What is China doing in Latin America?
Beijing offers itself as an alternative to US dominance
The United States intends to dominate Latin America. That is clear following the weekend’s operation to remove Venezuelan leader Nicolás Maduro from power. But the U.S. has competition. China is expanding its influence in the region, offering itself as an alternative to governments leery of American power.
China is Venezuela’s “largest creditor and biggest oil customer,” said The Wall Street Journal. That status is part of a larger push into Latin America, in which Beijing has “displaced the U.S. as the biggest trading partner” for a number of countries. The challenge to American regional preeminence is clear: A recent state television program depicted a “wargame simulation” showing Chinese confronting unnamed Western forces “around Cuba and Mexico.” The U.S.-China competition in the region has “only just begun,” said the Center for Strategic and International Studies in an analysis.

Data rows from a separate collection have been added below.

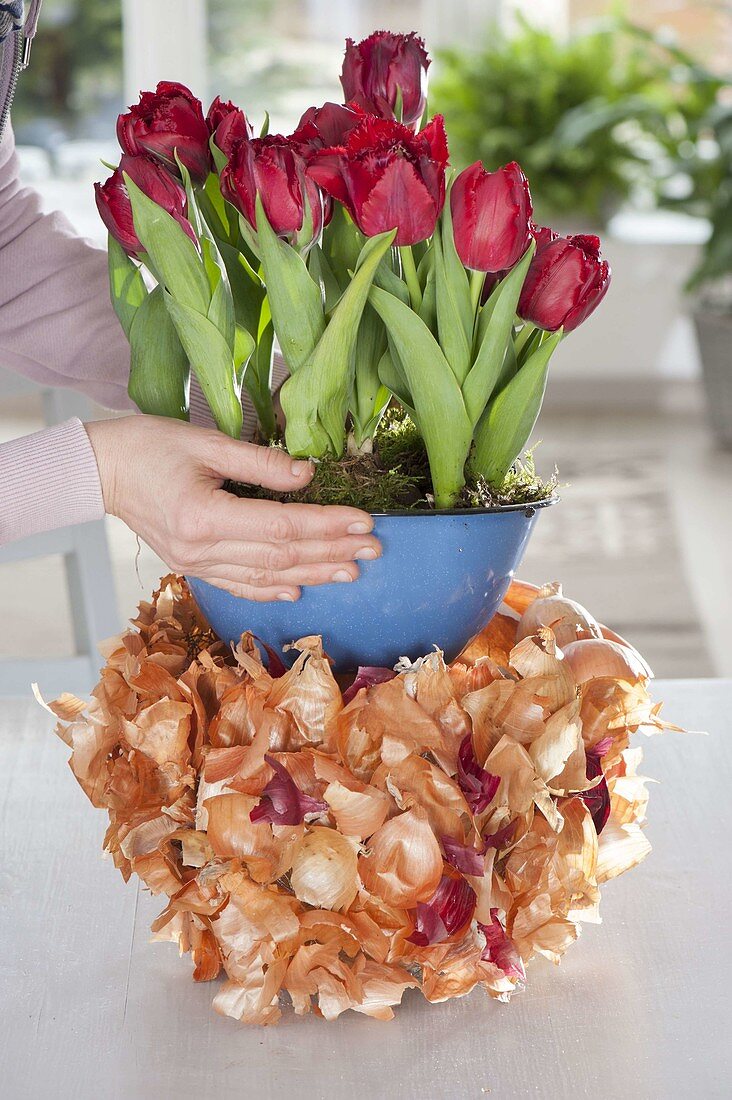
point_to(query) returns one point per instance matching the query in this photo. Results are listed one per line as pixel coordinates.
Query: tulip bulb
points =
(567, 619)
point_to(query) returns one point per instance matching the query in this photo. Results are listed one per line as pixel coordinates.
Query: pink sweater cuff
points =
(48, 480)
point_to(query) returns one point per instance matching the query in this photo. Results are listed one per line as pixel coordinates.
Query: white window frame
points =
(164, 40)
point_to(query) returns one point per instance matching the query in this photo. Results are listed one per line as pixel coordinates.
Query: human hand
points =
(164, 477)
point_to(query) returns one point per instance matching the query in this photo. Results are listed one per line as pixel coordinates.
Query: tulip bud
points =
(388, 177)
(167, 121)
(113, 201)
(566, 282)
(491, 217)
(273, 167)
(383, 68)
(228, 124)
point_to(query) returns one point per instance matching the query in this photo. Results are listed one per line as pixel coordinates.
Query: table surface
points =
(637, 1009)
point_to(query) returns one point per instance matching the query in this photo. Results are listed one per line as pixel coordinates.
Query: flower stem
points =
(523, 338)
(411, 277)
(477, 283)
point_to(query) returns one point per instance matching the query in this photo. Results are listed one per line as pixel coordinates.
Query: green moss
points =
(396, 476)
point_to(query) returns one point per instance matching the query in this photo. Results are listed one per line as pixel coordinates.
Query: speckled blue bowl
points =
(440, 579)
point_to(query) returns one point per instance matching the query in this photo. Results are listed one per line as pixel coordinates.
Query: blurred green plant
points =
(593, 120)
(713, 274)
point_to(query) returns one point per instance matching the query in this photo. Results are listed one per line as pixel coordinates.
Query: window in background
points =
(66, 105)
(284, 55)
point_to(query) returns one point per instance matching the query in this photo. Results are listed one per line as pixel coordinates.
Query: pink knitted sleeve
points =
(48, 480)
(57, 328)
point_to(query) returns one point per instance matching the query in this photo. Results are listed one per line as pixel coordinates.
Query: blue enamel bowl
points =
(440, 579)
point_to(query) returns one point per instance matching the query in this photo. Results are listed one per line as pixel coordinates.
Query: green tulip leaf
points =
(392, 376)
(495, 334)
(127, 286)
(455, 315)
(315, 398)
(258, 378)
(438, 404)
(324, 276)
(247, 288)
(369, 397)
(295, 300)
(505, 428)
(175, 259)
(160, 373)
(211, 360)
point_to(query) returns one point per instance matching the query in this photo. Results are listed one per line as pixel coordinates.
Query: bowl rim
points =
(491, 509)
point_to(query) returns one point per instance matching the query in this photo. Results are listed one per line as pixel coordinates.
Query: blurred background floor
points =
(638, 537)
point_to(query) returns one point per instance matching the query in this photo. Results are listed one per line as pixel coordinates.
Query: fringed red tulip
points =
(166, 122)
(227, 124)
(566, 282)
(273, 167)
(157, 184)
(384, 68)
(324, 127)
(388, 177)
(491, 217)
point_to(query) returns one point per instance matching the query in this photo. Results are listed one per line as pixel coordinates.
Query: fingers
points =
(287, 556)
(239, 519)
(341, 572)
(258, 595)
(269, 466)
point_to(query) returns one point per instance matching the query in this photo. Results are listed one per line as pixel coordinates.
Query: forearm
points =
(48, 480)
(56, 323)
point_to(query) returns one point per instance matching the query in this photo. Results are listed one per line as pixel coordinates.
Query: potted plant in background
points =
(609, 120)
(712, 279)
(417, 315)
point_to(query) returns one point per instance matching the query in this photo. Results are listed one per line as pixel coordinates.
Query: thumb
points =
(269, 466)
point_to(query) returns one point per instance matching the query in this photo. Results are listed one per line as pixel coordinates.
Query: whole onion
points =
(567, 619)
(593, 658)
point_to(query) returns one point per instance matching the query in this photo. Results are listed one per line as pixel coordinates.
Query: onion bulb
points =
(567, 619)
(592, 658)
(325, 869)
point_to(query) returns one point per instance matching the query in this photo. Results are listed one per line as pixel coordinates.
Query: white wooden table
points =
(638, 1009)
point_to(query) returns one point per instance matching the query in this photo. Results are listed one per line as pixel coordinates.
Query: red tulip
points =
(228, 124)
(113, 201)
(166, 121)
(381, 67)
(388, 177)
(273, 167)
(323, 127)
(491, 217)
(566, 282)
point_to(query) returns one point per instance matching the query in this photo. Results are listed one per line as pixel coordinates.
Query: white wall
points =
(164, 40)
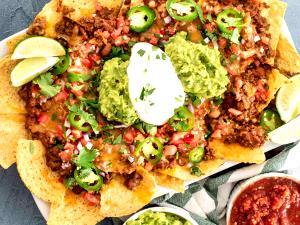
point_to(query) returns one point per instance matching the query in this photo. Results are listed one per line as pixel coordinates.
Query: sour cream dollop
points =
(154, 87)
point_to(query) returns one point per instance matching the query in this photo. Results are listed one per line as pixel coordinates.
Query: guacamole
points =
(154, 218)
(197, 66)
(114, 100)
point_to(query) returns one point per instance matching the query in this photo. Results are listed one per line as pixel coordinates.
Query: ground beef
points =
(55, 163)
(249, 135)
(38, 27)
(133, 180)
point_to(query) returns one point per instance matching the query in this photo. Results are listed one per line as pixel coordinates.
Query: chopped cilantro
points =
(53, 116)
(86, 157)
(146, 92)
(118, 140)
(45, 83)
(141, 52)
(69, 182)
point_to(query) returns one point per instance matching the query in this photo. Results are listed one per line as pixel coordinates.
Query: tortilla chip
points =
(86, 8)
(10, 101)
(184, 173)
(275, 81)
(12, 128)
(117, 164)
(169, 182)
(275, 18)
(74, 210)
(287, 58)
(236, 152)
(117, 200)
(37, 176)
(48, 18)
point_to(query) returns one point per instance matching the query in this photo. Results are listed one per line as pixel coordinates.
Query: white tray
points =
(45, 207)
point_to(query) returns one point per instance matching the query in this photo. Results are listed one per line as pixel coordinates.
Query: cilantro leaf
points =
(45, 83)
(146, 92)
(141, 52)
(86, 157)
(87, 117)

It is Beijing’s economic might that is taking center stage, however. China is ramping up imports of Latin American crops as it “pivots away from U.S. farmers” in the wake of Trump’s tariff hikes, said Investigate Midwest. Brazil has “stepped in as China’s biggest supplier of soybeans” while Chinese firms build “ports, railways, roads, bridges, metro lines” and more in places like Peru to cement the economic cooperation, said Henry Ziemer of the Center for Strategic and International Studies. “These are long-term projects.”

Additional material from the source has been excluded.